“Beneath My Sycamore” by Kahlila Ross
I grew up beneath an invisible tree, not shade-giving or sweet-smelling, but still always there. Some days it drooped low enough to brush my shoulders, other days it loomed silent and cold, like a ghost I never invited.
My sycamore tree was not as strong as a babobab. It didn’t stretch wide with a legacy or love. It was more like a tired tree, rooted in generations of fatigue. Its leaves thin. Its bark dry. Still standing—but barely.
That tree felt like family.
Always there, but never present.
Rooted, but never reliable.
Tall enough to cast a shadow, but never enough to offer shade.
My mother faded before I could form full memories of her. I lost her in the spiral of addiction, her choosing numbness over nurture. My father was a passing wind, in and out of jail, leaving behind only echoes and half-meant apologies. They both left—not all at once, but in pieces, slowly, like leaves in fall, drifting from my life until the branches were bare.

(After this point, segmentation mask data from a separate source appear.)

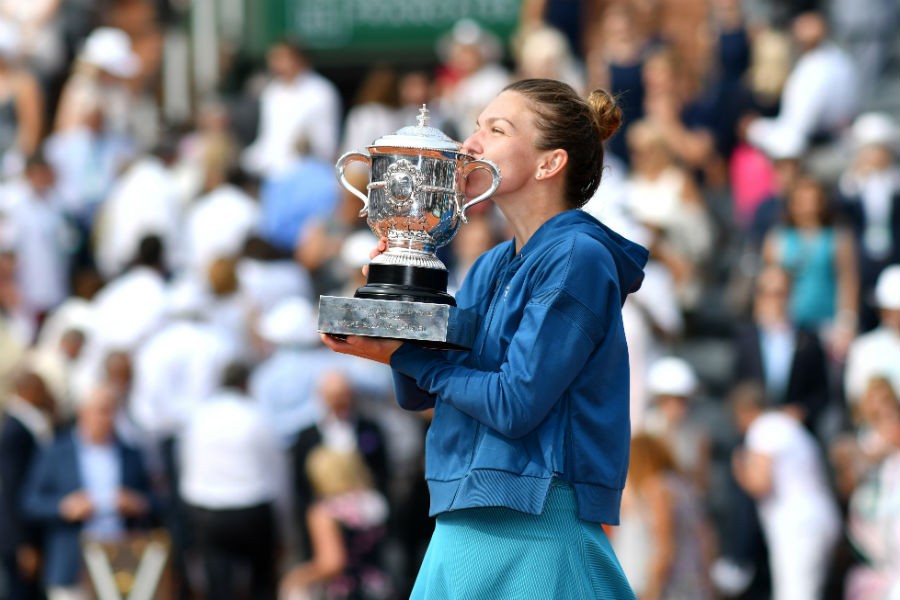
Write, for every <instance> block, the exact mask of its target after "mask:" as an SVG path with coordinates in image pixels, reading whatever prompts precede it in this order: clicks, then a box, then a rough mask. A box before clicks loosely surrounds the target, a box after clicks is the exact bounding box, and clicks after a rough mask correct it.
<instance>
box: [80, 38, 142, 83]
mask: <svg viewBox="0 0 900 600" xmlns="http://www.w3.org/2000/svg"><path fill="white" fill-rule="evenodd" d="M81 60H83V61H84V62H86V63H89V64H92V65H94V66H95V67H99V68H101V69H103V70H104V71H107V72H108V73H111V74H113V75H115V76H116V77H123V78H128V77H134V76H135V75H137V74H138V71H139V70H140V68H141V59H140V58H139V57H138V55H137V54H135V53H134V50H133V49H132V47H131V38H130V37H128V34H127V33H125V32H124V31H122V30H121V29H114V28H112V27H99V28H97V29H95V30H94V31H92V32H91V34H90V35H89V36H88V38H87V41H85V43H84V48H83V49H82V51H81Z"/></svg>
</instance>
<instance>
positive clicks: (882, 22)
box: [821, 0, 900, 97]
mask: <svg viewBox="0 0 900 600" xmlns="http://www.w3.org/2000/svg"><path fill="white" fill-rule="evenodd" d="M821 4H823V6H824V8H826V9H827V13H828V16H829V21H830V22H831V23H832V24H833V29H834V37H835V39H836V41H837V42H838V43H839V44H840V45H841V46H843V47H844V48H846V49H847V51H848V53H849V54H850V55H851V56H852V57H853V62H854V64H855V65H856V70H857V73H858V77H859V86H860V93H861V95H862V97H865V96H868V95H873V94H877V93H878V92H879V91H880V84H881V82H882V81H883V80H884V79H886V77H885V76H886V75H888V73H889V70H888V69H889V65H890V61H891V57H892V56H896V55H895V53H896V48H897V27H898V26H900V6H898V5H897V3H896V2H892V1H891V0H829V1H828V2H824V3H821Z"/></svg>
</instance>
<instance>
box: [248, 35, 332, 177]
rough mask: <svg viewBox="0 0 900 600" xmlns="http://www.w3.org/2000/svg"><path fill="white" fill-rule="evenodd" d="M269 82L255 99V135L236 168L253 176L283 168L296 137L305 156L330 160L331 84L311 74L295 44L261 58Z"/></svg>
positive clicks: (268, 172) (290, 43)
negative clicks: (309, 146) (269, 81)
mask: <svg viewBox="0 0 900 600" xmlns="http://www.w3.org/2000/svg"><path fill="white" fill-rule="evenodd" d="M266 61H267V64H268V67H269V72H270V73H271V74H272V80H271V81H270V82H269V83H268V84H266V86H265V88H264V89H263V91H262V94H261V95H260V99H259V103H260V107H259V108H260V116H259V131H258V134H257V137H256V139H255V140H254V141H253V143H252V144H250V146H249V147H248V148H247V149H246V150H245V151H244V153H243V155H242V157H241V163H242V165H243V166H244V168H245V169H247V170H248V171H250V172H251V173H254V174H256V175H273V174H276V173H278V172H279V171H281V170H282V169H284V168H286V167H287V166H288V165H289V164H290V162H291V159H292V158H293V155H294V151H293V150H294V144H295V143H296V142H297V140H298V139H300V138H301V137H302V138H304V139H306V140H309V144H310V153H311V154H312V155H313V156H316V157H318V158H320V159H322V160H325V161H327V162H332V161H334V159H335V157H336V154H337V148H338V142H339V140H340V125H341V98H340V94H339V93H338V91H337V88H336V87H335V85H334V84H333V83H332V82H331V81H329V80H328V79H326V78H325V77H323V76H322V75H321V74H319V73H317V72H316V71H314V70H313V68H312V65H311V64H310V62H309V59H308V57H307V56H306V54H305V52H304V51H303V49H302V48H300V46H299V45H297V44H295V43H293V42H289V41H287V40H285V41H281V42H278V43H276V44H275V45H273V46H272V47H271V48H270V49H269V52H268V55H267V56H266Z"/></svg>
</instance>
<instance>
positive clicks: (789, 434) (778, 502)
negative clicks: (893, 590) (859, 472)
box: [731, 384, 841, 600]
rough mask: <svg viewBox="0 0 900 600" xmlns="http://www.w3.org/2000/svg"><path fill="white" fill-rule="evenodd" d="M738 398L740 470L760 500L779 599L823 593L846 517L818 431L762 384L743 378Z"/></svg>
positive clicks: (760, 506) (735, 395)
mask: <svg viewBox="0 0 900 600" xmlns="http://www.w3.org/2000/svg"><path fill="white" fill-rule="evenodd" d="M731 406H732V409H733V410H734V416H735V420H736V422H737V425H738V429H739V430H740V431H742V432H744V446H743V448H742V449H740V450H738V451H736V452H735V454H734V455H733V457H732V470H733V472H734V477H735V479H736V480H737V482H738V483H739V484H740V486H741V487H742V488H744V489H745V490H746V491H747V492H748V493H749V494H750V495H751V496H753V497H754V498H755V500H756V506H757V510H758V512H759V517H760V521H761V523H762V528H763V533H764V534H765V538H766V544H767V546H768V551H769V569H770V571H771V574H772V598H773V600H805V599H808V600H816V599H818V598H821V597H822V592H823V590H824V586H825V580H826V578H827V576H828V570H829V565H830V561H831V559H832V555H833V552H834V548H835V545H836V543H837V541H838V539H839V537H840V534H841V517H840V513H839V511H838V507H837V503H836V502H835V499H834V497H833V495H832V491H831V488H830V485H829V482H828V478H827V474H826V466H825V463H824V461H823V457H822V456H821V454H820V447H819V445H818V444H817V443H816V441H815V438H813V437H812V435H811V434H810V433H809V432H808V431H807V430H806V429H805V428H804V427H803V425H802V424H801V423H800V422H799V421H798V420H797V419H796V418H795V417H793V416H791V415H789V414H787V413H785V412H783V411H780V410H773V409H772V408H771V404H770V402H769V400H768V398H767V396H766V394H765V392H764V391H763V389H762V388H761V387H759V386H757V385H756V384H745V385H741V386H738V387H737V388H736V389H735V390H734V391H733V393H732V396H731Z"/></svg>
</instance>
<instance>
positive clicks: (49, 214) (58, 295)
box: [8, 156, 72, 325]
mask: <svg viewBox="0 0 900 600" xmlns="http://www.w3.org/2000/svg"><path fill="white" fill-rule="evenodd" d="M8 192H10V193H15V192H13V191H12V190H8ZM18 192H19V194H17V195H18V200H17V201H16V202H15V204H14V206H13V208H12V209H11V211H10V214H9V220H10V225H11V226H12V233H13V240H12V249H13V251H14V252H15V254H16V279H17V281H18V288H19V292H20V294H21V302H22V308H23V310H24V311H25V312H26V313H27V314H28V315H29V316H30V317H31V318H32V319H34V320H35V322H36V324H37V325H40V323H41V322H42V321H43V319H44V317H45V316H46V315H47V313H48V312H49V311H50V310H52V309H53V308H55V307H56V306H57V305H59V304H60V303H62V301H63V300H65V298H66V296H68V294H69V252H70V250H71V247H72V244H71V237H72V236H71V232H70V230H69V228H68V227H67V225H66V220H65V218H64V217H63V214H62V211H61V210H60V207H59V197H58V193H57V191H56V186H55V185H54V176H53V169H52V168H51V167H50V165H48V164H47V162H46V161H45V160H44V159H43V157H40V156H34V157H31V158H29V159H28V161H27V163H26V166H25V180H24V181H23V182H22V185H21V187H19V188H18Z"/></svg>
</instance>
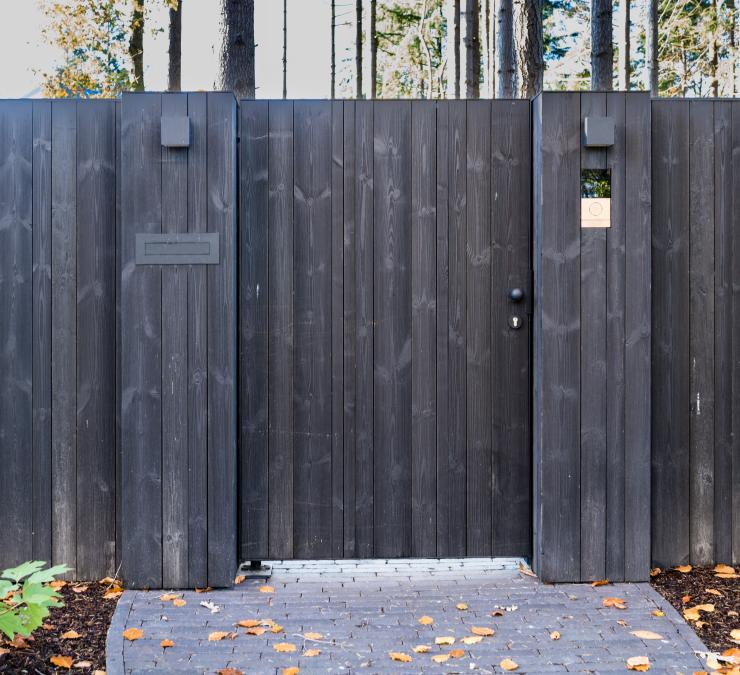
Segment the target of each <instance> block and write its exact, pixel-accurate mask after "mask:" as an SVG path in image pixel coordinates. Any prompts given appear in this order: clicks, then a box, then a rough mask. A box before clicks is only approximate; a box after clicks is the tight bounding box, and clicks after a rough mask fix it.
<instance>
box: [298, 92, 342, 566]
mask: <svg viewBox="0 0 740 675" xmlns="http://www.w3.org/2000/svg"><path fill="white" fill-rule="evenodd" d="M293 119H294V134H295V136H294V145H293V148H294V150H293V152H294V168H293V171H294V200H293V217H294V225H293V228H294V257H293V260H294V266H293V279H294V281H293V289H294V290H293V307H294V309H293V313H294V319H293V320H294V384H293V431H294V441H293V453H294V460H293V490H294V492H293V512H294V515H293V518H294V522H293V538H294V551H293V553H294V555H295V556H296V557H298V558H329V557H331V551H332V548H331V533H332V499H331V497H332V437H333V434H332V378H331V375H332V369H331V365H332V363H331V346H332V342H331V338H332V324H331V300H332V277H331V252H332V229H331V226H332V219H331V206H332V201H331V182H332V175H331V150H332V145H331V104H329V103H326V102H316V101H299V102H296V103H295V104H294V112H293Z"/></svg>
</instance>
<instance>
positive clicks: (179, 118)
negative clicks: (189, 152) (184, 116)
mask: <svg viewBox="0 0 740 675" xmlns="http://www.w3.org/2000/svg"><path fill="white" fill-rule="evenodd" d="M161 130H162V145H163V146H164V147H166V148H187V147H190V118H189V117H162V119H161Z"/></svg>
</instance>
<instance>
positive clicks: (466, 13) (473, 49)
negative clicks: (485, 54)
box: [465, 0, 480, 98]
mask: <svg viewBox="0 0 740 675" xmlns="http://www.w3.org/2000/svg"><path fill="white" fill-rule="evenodd" d="M479 11H480V10H479V7H478V0H466V2H465V96H466V97H467V98H479V97H480V30H479V28H480V26H479V21H478V19H479Z"/></svg>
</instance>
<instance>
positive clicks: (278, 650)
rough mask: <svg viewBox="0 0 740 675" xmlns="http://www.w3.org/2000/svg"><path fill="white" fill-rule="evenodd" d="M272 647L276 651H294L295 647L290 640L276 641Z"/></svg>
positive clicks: (291, 651)
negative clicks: (279, 641)
mask: <svg viewBox="0 0 740 675" xmlns="http://www.w3.org/2000/svg"><path fill="white" fill-rule="evenodd" d="M273 648H274V649H275V651H276V652H294V651H295V649H296V647H295V645H294V644H293V643H292V642H278V643H277V644H276V645H273Z"/></svg>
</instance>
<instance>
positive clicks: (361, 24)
mask: <svg viewBox="0 0 740 675" xmlns="http://www.w3.org/2000/svg"><path fill="white" fill-rule="evenodd" d="M355 22H356V24H357V32H356V33H355V70H356V71H357V74H356V80H355V82H356V85H357V89H356V91H355V97H356V98H362V0H357V1H356V3H355Z"/></svg>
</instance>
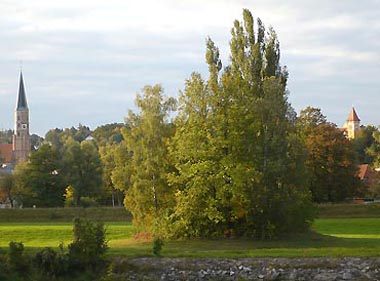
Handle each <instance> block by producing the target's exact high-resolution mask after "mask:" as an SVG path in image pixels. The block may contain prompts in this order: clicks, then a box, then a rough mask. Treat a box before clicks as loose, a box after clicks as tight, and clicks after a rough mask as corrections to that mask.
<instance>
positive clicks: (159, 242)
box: [153, 238, 164, 256]
mask: <svg viewBox="0 0 380 281" xmlns="http://www.w3.org/2000/svg"><path fill="white" fill-rule="evenodd" d="M163 245H164V241H162V239H160V238H155V239H154V240H153V254H154V255H155V256H160V255H161V250H162V246H163Z"/></svg>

So I learned not to reach for people. I learned to brace for the goodbye, even in the hello. To tuck myself into silence, to sit still beneath that sycamore and let the world pass by because disappointment always found me when I tried to stand.
That’s when the anxiety settled in. It didn't announce itself loudly. It arrived like a chill, creeping in through the cracks left behind by love. It wrapped itself around my ribs and made a home in my head, a constant hum of “what-ifs” and “not-enoughs.”
Anxiety made me question every glance, every silence, every delayed reply. I became fluent in pretending and smiling when I was unraveling, laughing through tight lungs and trembling hands. And even when people stayed, I was already halfway gone. Because when you've been left enough, you learn to leave first. To disappear before they can. But beneath the broken bark and the brittle branches. Something still held on.
A small root of resilience.
A breeze of faith.
So I began to speak. To stretch. To write my way out of the silence. To climb the very tree I once hid under. I’m still climbing—some days barefoot and bruised, but always upward.
One day, I’ll plant a new sycamore. One that offers softness, shade, and safety. A place where no one has to sit alone in silence, where love doesn’t fall like leaves in autumn, but stays, even season after season. I am the branches that keep reaching and the roots that run deep.